I think I'm going to have to get better aqainted with my plunge router. I was just watching the Yankee Workshop on PBS. Norm Abram was cutting out dovetail joints using a router with a dovetail bit. I bet that contraption/jig cost a fortune. I've been reading up on the router. I never realized you could use a router for so many jobs around the workshop. I've got to start practicing cutting some dadoes and rabbits with the router before I begin my next woodworking project. A Tower Bookshelf. I sure would love to own a radial arm saw for cutting dadoes. Oh well I'm lucky enough to have a router. :)
Wanda Eastern Canada
Wanda,
1. Do yourself a big favor and do not go down the path of looking to the router to cut dovetail joints. Cut them by any other means. Cut them by hand. Cut them by using a bandsaw (great method), cut them by the table saw method described in FWW (see the video on the site). Do not think of Norm as a role model for this skill.
2. Do not lust after a RAS and a dado blade for making dados. Bad. Very Bad. A router will serve much better.
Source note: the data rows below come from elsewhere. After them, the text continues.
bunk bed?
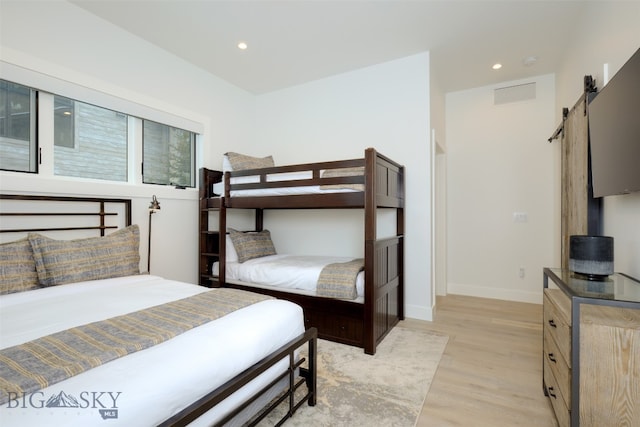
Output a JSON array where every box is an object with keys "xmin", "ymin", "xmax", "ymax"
[
  {"xmin": 199, "ymin": 148, "xmax": 404, "ymax": 354},
  {"xmin": 0, "ymin": 194, "xmax": 317, "ymax": 426}
]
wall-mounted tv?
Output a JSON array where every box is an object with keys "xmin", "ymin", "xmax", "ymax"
[{"xmin": 589, "ymin": 49, "xmax": 640, "ymax": 197}]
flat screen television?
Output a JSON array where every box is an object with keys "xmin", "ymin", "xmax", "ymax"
[{"xmin": 589, "ymin": 49, "xmax": 640, "ymax": 197}]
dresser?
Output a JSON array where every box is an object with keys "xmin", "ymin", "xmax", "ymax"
[{"xmin": 542, "ymin": 268, "xmax": 640, "ymax": 427}]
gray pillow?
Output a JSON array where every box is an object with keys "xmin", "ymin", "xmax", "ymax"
[
  {"xmin": 225, "ymin": 152, "xmax": 275, "ymax": 171},
  {"xmin": 0, "ymin": 237, "xmax": 40, "ymax": 295},
  {"xmin": 229, "ymin": 228, "xmax": 276, "ymax": 262},
  {"xmin": 29, "ymin": 225, "xmax": 140, "ymax": 286}
]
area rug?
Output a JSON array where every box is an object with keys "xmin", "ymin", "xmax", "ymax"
[{"xmin": 260, "ymin": 324, "xmax": 448, "ymax": 427}]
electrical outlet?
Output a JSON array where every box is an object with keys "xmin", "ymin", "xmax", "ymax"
[{"xmin": 513, "ymin": 212, "xmax": 529, "ymax": 222}]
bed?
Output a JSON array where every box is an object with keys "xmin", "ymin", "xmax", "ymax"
[
  {"xmin": 199, "ymin": 148, "xmax": 404, "ymax": 354},
  {"xmin": 0, "ymin": 195, "xmax": 317, "ymax": 426}
]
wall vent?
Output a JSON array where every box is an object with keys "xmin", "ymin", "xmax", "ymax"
[{"xmin": 493, "ymin": 82, "xmax": 536, "ymax": 105}]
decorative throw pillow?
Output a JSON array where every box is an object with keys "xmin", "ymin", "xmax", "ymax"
[
  {"xmin": 225, "ymin": 152, "xmax": 275, "ymax": 171},
  {"xmin": 225, "ymin": 234, "xmax": 238, "ymax": 262},
  {"xmin": 229, "ymin": 228, "xmax": 276, "ymax": 262},
  {"xmin": 29, "ymin": 225, "xmax": 140, "ymax": 286},
  {"xmin": 0, "ymin": 237, "xmax": 40, "ymax": 295}
]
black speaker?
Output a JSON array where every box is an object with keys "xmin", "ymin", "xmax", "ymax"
[{"xmin": 569, "ymin": 236, "xmax": 613, "ymax": 280}]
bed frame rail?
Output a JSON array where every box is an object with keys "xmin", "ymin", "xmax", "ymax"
[
  {"xmin": 160, "ymin": 328, "xmax": 318, "ymax": 427},
  {"xmin": 0, "ymin": 194, "xmax": 131, "ymax": 241}
]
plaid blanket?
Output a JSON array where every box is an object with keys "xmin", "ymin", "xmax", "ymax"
[
  {"xmin": 316, "ymin": 258, "xmax": 364, "ymax": 299},
  {"xmin": 0, "ymin": 288, "xmax": 270, "ymax": 404}
]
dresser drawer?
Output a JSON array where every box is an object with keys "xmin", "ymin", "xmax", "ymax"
[
  {"xmin": 543, "ymin": 328, "xmax": 571, "ymax": 407},
  {"xmin": 543, "ymin": 358, "xmax": 571, "ymax": 427},
  {"xmin": 543, "ymin": 289, "xmax": 571, "ymax": 368}
]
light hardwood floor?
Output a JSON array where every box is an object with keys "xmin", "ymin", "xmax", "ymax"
[{"xmin": 403, "ymin": 295, "xmax": 557, "ymax": 427}]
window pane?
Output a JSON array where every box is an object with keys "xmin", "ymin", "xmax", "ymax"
[
  {"xmin": 142, "ymin": 120, "xmax": 196, "ymax": 187},
  {"xmin": 0, "ymin": 80, "xmax": 37, "ymax": 172},
  {"xmin": 54, "ymin": 96, "xmax": 128, "ymax": 181}
]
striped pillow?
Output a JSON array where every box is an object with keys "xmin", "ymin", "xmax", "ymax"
[
  {"xmin": 229, "ymin": 228, "xmax": 276, "ymax": 262},
  {"xmin": 29, "ymin": 225, "xmax": 140, "ymax": 286},
  {"xmin": 225, "ymin": 152, "xmax": 275, "ymax": 171},
  {"xmin": 0, "ymin": 237, "xmax": 39, "ymax": 295}
]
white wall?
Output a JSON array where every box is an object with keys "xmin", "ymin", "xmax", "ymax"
[
  {"xmin": 446, "ymin": 75, "xmax": 560, "ymax": 303},
  {"xmin": 0, "ymin": 1, "xmax": 254, "ymax": 283},
  {"xmin": 252, "ymin": 53, "xmax": 432, "ymax": 319},
  {"xmin": 556, "ymin": 2, "xmax": 640, "ymax": 278}
]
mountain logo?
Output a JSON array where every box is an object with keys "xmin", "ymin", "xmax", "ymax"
[{"xmin": 45, "ymin": 391, "xmax": 80, "ymax": 408}]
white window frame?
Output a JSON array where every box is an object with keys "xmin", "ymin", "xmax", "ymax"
[{"xmin": 0, "ymin": 61, "xmax": 204, "ymax": 192}]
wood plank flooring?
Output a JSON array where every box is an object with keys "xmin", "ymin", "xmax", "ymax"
[{"xmin": 403, "ymin": 295, "xmax": 557, "ymax": 427}]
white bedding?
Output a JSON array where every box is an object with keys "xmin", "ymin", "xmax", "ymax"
[
  {"xmin": 0, "ymin": 275, "xmax": 304, "ymax": 427},
  {"xmin": 213, "ymin": 171, "xmax": 358, "ymax": 197},
  {"xmin": 213, "ymin": 254, "xmax": 364, "ymax": 302}
]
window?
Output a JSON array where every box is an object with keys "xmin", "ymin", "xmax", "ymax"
[
  {"xmin": 142, "ymin": 120, "xmax": 196, "ymax": 187},
  {"xmin": 0, "ymin": 80, "xmax": 38, "ymax": 172},
  {"xmin": 53, "ymin": 95, "xmax": 128, "ymax": 181},
  {"xmin": 0, "ymin": 78, "xmax": 202, "ymax": 188}
]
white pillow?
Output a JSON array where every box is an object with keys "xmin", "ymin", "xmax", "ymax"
[{"xmin": 226, "ymin": 234, "xmax": 238, "ymax": 262}]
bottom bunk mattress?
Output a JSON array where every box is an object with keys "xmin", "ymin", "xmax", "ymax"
[
  {"xmin": 0, "ymin": 275, "xmax": 304, "ymax": 426},
  {"xmin": 213, "ymin": 254, "xmax": 364, "ymax": 302}
]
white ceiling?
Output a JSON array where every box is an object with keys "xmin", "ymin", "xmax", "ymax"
[{"xmin": 71, "ymin": 0, "xmax": 586, "ymax": 94}]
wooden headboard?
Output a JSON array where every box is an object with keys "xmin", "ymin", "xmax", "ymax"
[{"xmin": 0, "ymin": 194, "xmax": 131, "ymax": 242}]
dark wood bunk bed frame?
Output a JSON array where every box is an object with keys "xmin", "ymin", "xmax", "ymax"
[
  {"xmin": 199, "ymin": 148, "xmax": 404, "ymax": 354},
  {"xmin": 0, "ymin": 194, "xmax": 318, "ymax": 427}
]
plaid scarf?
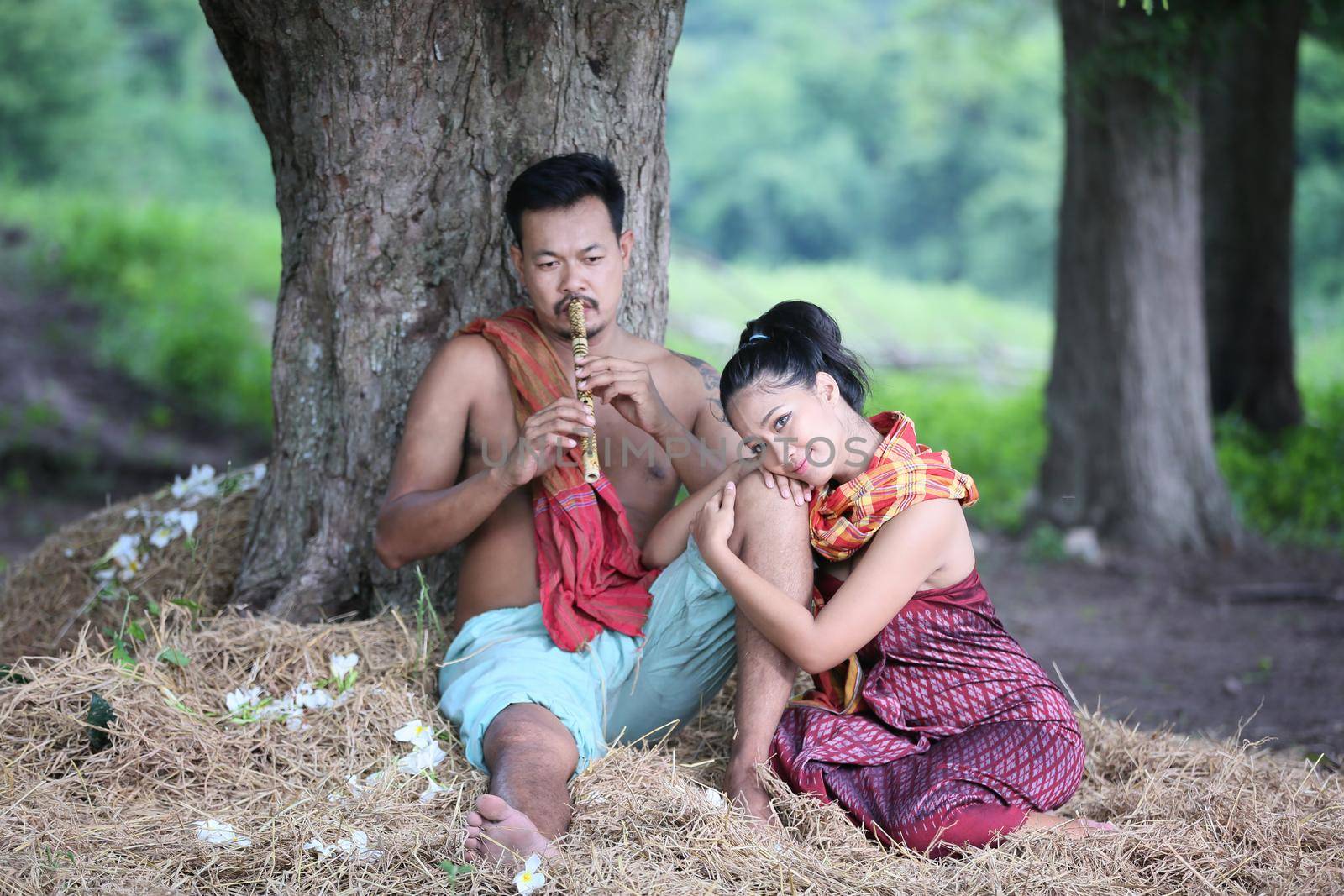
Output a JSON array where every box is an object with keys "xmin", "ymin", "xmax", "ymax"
[
  {"xmin": 811, "ymin": 411, "xmax": 979, "ymax": 560},
  {"xmin": 459, "ymin": 307, "xmax": 659, "ymax": 652},
  {"xmin": 793, "ymin": 411, "xmax": 979, "ymax": 715}
]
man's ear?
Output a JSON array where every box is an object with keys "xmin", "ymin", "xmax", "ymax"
[{"xmin": 617, "ymin": 230, "xmax": 634, "ymax": 270}]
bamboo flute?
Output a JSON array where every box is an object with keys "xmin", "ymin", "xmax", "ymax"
[{"xmin": 570, "ymin": 296, "xmax": 602, "ymax": 485}]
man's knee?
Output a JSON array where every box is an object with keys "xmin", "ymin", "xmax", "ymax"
[{"xmin": 482, "ymin": 703, "xmax": 580, "ymax": 764}]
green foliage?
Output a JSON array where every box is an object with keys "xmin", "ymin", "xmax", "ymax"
[
  {"xmin": 1218, "ymin": 380, "xmax": 1344, "ymax": 549},
  {"xmin": 668, "ymin": 251, "xmax": 1053, "ymax": 359},
  {"xmin": 0, "ymin": 0, "xmax": 274, "ymax": 208},
  {"xmin": 865, "ymin": 374, "xmax": 1046, "ymax": 532},
  {"xmin": 1293, "ymin": 35, "xmax": 1344, "ymax": 307},
  {"xmin": 155, "ymin": 647, "xmax": 191, "ymax": 669},
  {"xmin": 668, "ymin": 0, "xmax": 1062, "ymax": 304},
  {"xmin": 85, "ymin": 690, "xmax": 117, "ymax": 752},
  {"xmin": 3, "ymin": 188, "xmax": 280, "ymax": 428},
  {"xmin": 0, "ymin": 0, "xmax": 112, "ymax": 179}
]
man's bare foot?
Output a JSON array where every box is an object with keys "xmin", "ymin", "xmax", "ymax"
[
  {"xmin": 462, "ymin": 794, "xmax": 556, "ymax": 867},
  {"xmin": 1019, "ymin": 811, "xmax": 1120, "ymax": 840},
  {"xmin": 723, "ymin": 766, "xmax": 780, "ymax": 826}
]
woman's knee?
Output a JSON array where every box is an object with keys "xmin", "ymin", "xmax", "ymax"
[{"xmin": 732, "ymin": 473, "xmax": 809, "ymax": 552}]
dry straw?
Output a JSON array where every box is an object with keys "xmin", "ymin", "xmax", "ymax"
[{"xmin": 0, "ymin": 483, "xmax": 1344, "ymax": 896}]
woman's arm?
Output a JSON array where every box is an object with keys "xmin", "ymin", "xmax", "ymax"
[
  {"xmin": 641, "ymin": 458, "xmax": 759, "ymax": 569},
  {"xmin": 694, "ymin": 486, "xmax": 961, "ymax": 673}
]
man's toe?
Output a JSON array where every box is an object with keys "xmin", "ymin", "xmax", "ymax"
[{"xmin": 468, "ymin": 794, "xmax": 511, "ymax": 820}]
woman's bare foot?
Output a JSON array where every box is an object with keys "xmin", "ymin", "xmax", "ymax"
[
  {"xmin": 462, "ymin": 794, "xmax": 556, "ymax": 867},
  {"xmin": 1017, "ymin": 811, "xmax": 1120, "ymax": 840},
  {"xmin": 723, "ymin": 766, "xmax": 780, "ymax": 826}
]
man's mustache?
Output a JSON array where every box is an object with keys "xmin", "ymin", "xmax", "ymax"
[{"xmin": 553, "ymin": 293, "xmax": 596, "ymax": 317}]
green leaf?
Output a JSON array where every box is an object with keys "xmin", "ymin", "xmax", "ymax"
[
  {"xmin": 112, "ymin": 638, "xmax": 136, "ymax": 669},
  {"xmin": 85, "ymin": 690, "xmax": 117, "ymax": 752},
  {"xmin": 0, "ymin": 663, "xmax": 32, "ymax": 685},
  {"xmin": 155, "ymin": 647, "xmax": 191, "ymax": 669},
  {"xmin": 438, "ymin": 858, "xmax": 475, "ymax": 884}
]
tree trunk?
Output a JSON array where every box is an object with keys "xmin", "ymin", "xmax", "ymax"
[
  {"xmin": 1042, "ymin": 0, "xmax": 1238, "ymax": 549},
  {"xmin": 1200, "ymin": 0, "xmax": 1306, "ymax": 432},
  {"xmin": 202, "ymin": 0, "xmax": 684, "ymax": 621}
]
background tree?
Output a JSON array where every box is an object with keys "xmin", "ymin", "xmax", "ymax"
[
  {"xmin": 1040, "ymin": 0, "xmax": 1236, "ymax": 549},
  {"xmin": 1200, "ymin": 0, "xmax": 1306, "ymax": 432},
  {"xmin": 202, "ymin": 0, "xmax": 683, "ymax": 619}
]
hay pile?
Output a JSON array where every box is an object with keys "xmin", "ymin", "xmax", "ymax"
[
  {"xmin": 0, "ymin": 607, "xmax": 1344, "ymax": 896},
  {"xmin": 0, "ymin": 473, "xmax": 257, "ymax": 663}
]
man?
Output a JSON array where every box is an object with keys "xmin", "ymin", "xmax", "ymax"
[{"xmin": 375, "ymin": 153, "xmax": 811, "ymax": 862}]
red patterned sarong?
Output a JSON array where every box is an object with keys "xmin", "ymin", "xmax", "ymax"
[
  {"xmin": 459, "ymin": 307, "xmax": 659, "ymax": 652},
  {"xmin": 773, "ymin": 572, "xmax": 1084, "ymax": 854}
]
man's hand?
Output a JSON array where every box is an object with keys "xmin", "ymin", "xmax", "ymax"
[
  {"xmin": 574, "ymin": 354, "xmax": 677, "ymax": 438},
  {"xmin": 500, "ymin": 398, "xmax": 596, "ymax": 489}
]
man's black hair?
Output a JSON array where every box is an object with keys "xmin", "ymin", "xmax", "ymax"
[{"xmin": 504, "ymin": 152, "xmax": 625, "ymax": 247}]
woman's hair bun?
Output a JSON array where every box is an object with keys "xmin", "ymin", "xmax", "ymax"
[{"xmin": 719, "ymin": 301, "xmax": 869, "ymax": 414}]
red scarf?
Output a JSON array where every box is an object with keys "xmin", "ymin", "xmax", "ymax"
[{"xmin": 459, "ymin": 307, "xmax": 659, "ymax": 652}]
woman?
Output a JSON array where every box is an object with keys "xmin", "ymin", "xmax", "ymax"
[{"xmin": 650, "ymin": 302, "xmax": 1109, "ymax": 854}]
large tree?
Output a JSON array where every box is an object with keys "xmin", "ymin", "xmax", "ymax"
[
  {"xmin": 200, "ymin": 0, "xmax": 684, "ymax": 619},
  {"xmin": 1200, "ymin": 0, "xmax": 1306, "ymax": 432},
  {"xmin": 1040, "ymin": 0, "xmax": 1238, "ymax": 549}
]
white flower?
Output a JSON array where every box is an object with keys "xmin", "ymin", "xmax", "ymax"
[
  {"xmin": 331, "ymin": 652, "xmax": 359, "ymax": 679},
  {"xmin": 164, "ymin": 508, "xmax": 200, "ymax": 537},
  {"xmin": 419, "ymin": 778, "xmax": 448, "ymax": 804},
  {"xmin": 396, "ymin": 743, "xmax": 448, "ymax": 775},
  {"xmin": 192, "ymin": 818, "xmax": 251, "ymax": 846},
  {"xmin": 172, "ymin": 464, "xmax": 219, "ymax": 506},
  {"xmin": 291, "ymin": 681, "xmax": 332, "ymax": 710},
  {"xmin": 257, "ymin": 690, "xmax": 304, "ymax": 723},
  {"xmin": 392, "ymin": 719, "xmax": 434, "ymax": 750},
  {"xmin": 224, "ymin": 688, "xmax": 260, "ymax": 712},
  {"xmin": 513, "ymin": 853, "xmax": 546, "ymax": 896},
  {"xmin": 97, "ymin": 535, "xmax": 144, "ymax": 582},
  {"xmin": 336, "ymin": 831, "xmax": 383, "ymax": 862},
  {"xmin": 304, "ymin": 837, "xmax": 338, "ymax": 858}
]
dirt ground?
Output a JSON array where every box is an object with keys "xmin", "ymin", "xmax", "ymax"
[
  {"xmin": 0, "ymin": 228, "xmax": 1344, "ymax": 762},
  {"xmin": 979, "ymin": 538, "xmax": 1344, "ymax": 763}
]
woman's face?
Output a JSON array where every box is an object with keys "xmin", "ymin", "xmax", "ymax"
[{"xmin": 726, "ymin": 372, "xmax": 845, "ymax": 486}]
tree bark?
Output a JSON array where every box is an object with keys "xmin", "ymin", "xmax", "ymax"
[
  {"xmin": 200, "ymin": 0, "xmax": 684, "ymax": 621},
  {"xmin": 1040, "ymin": 0, "xmax": 1238, "ymax": 549},
  {"xmin": 1200, "ymin": 0, "xmax": 1306, "ymax": 432}
]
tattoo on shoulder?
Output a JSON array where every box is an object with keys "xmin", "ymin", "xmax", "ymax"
[{"xmin": 672, "ymin": 352, "xmax": 728, "ymax": 426}]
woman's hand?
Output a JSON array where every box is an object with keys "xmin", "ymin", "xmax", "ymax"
[
  {"xmin": 731, "ymin": 454, "xmax": 813, "ymax": 506},
  {"xmin": 761, "ymin": 466, "xmax": 811, "ymax": 506},
  {"xmin": 690, "ymin": 482, "xmax": 738, "ymax": 553}
]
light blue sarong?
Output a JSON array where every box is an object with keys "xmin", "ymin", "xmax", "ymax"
[{"xmin": 438, "ymin": 538, "xmax": 737, "ymax": 773}]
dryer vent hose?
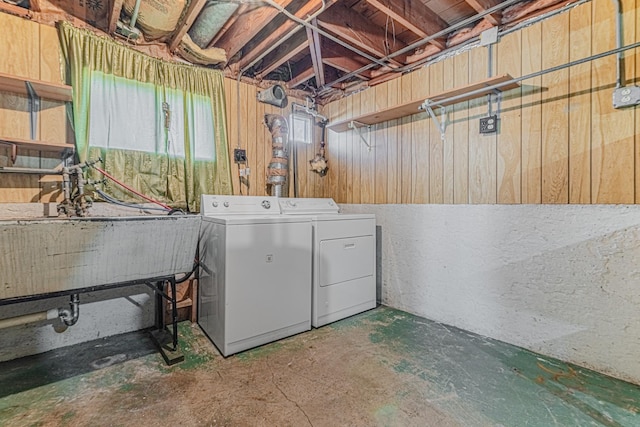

3. Last and most important, do not be seduced into the mindset that, "I can do anything there is to do with a router."
Rich
Great advice.
Wayne
Hello Rich Rose,
Don't worry I would not spend a fortune on a radial arm saw. The table saw is much more useful. However radial arm saws are wonderful for cutting dados and rabbits. I used one in my woodworking class to build a workbench. That't the first and probably the last time I will ever use one. But what a job it did!
I have no intention of cutting dovetails with a big fancy router jig. I intend to use a backsaw/dovetail saw and marking guage. Much cheaper. LOL
I will have to check out the FWW video on how to cut dovetails using a tablesaw...... never thought of using a bandsaw to cut dovetails. I think the next serious tool I will add to my workshop will be a Delta 14 inch bandsaw. I'm in no rush to go out a purchase one just yet. Luckily for me my uncle has one. Says he'd definitely recommend the Delta. He's taken apart his King Industrial bandsaw so many times he can do it in his sleep. :) At least now I know how to change a blade on a bandsaw! He says he'd be lost without his bandsaw. Considers it his most valuable tool. He's always resawing. I wouldn't have been able to build my chair without the bandsaw. How else would you cut a 30ยบ bevel on the backbrace?
Wanda
Wanda,
My point about the RAS was not about spending a fortune on one. It's possible to get one at a reasonable price. As a cross-cutting saw dedicated to that purpose, a RAS is a very useful thing to have. My point was about using a dado blade in a RAS. To reapeat my original message, bad, very bad.
About cutting dovetails with a bandsaw. Take a look at "The Bandsaw Book" by Lonnie Bird, The Taunton Press. It's an excellent book for its topic and, among other specific techniques, explains dovetail joint making on the saw very nicely.
It's good to have several perspectives on performing any task (dovetail joint making in this case). There is no ONE WAY to do anything. It's not necessary to master them all, but seeing the thing from the perspective of those different approaches makes you a better craftsman at the one technique that you settle down with. I have a friend who can cut dovetails by hand faster, and more accurately by hand than I can by any machine method. (He can also carve a magnificent horse's head out of a solid block of mahogany with a pocket knife without a single reference line on the wood or a reference model. I would be hard-pressed to make a recognizable carving using templates, guides, models and every carving tool in existence.)
As far as dovetail joints with a router, get fairly good with any other technique then make them with a router and template. You'll then be able to appreciate router and template dovetails as a legitmate technique, but limited and constrained, expedient for large runs.
However, the tablesaw technique allows as fine a control over design and layout as hand cutting, adds precision that is a little easier to obtain vs hand cutting and is as fast or faster than router/template for production.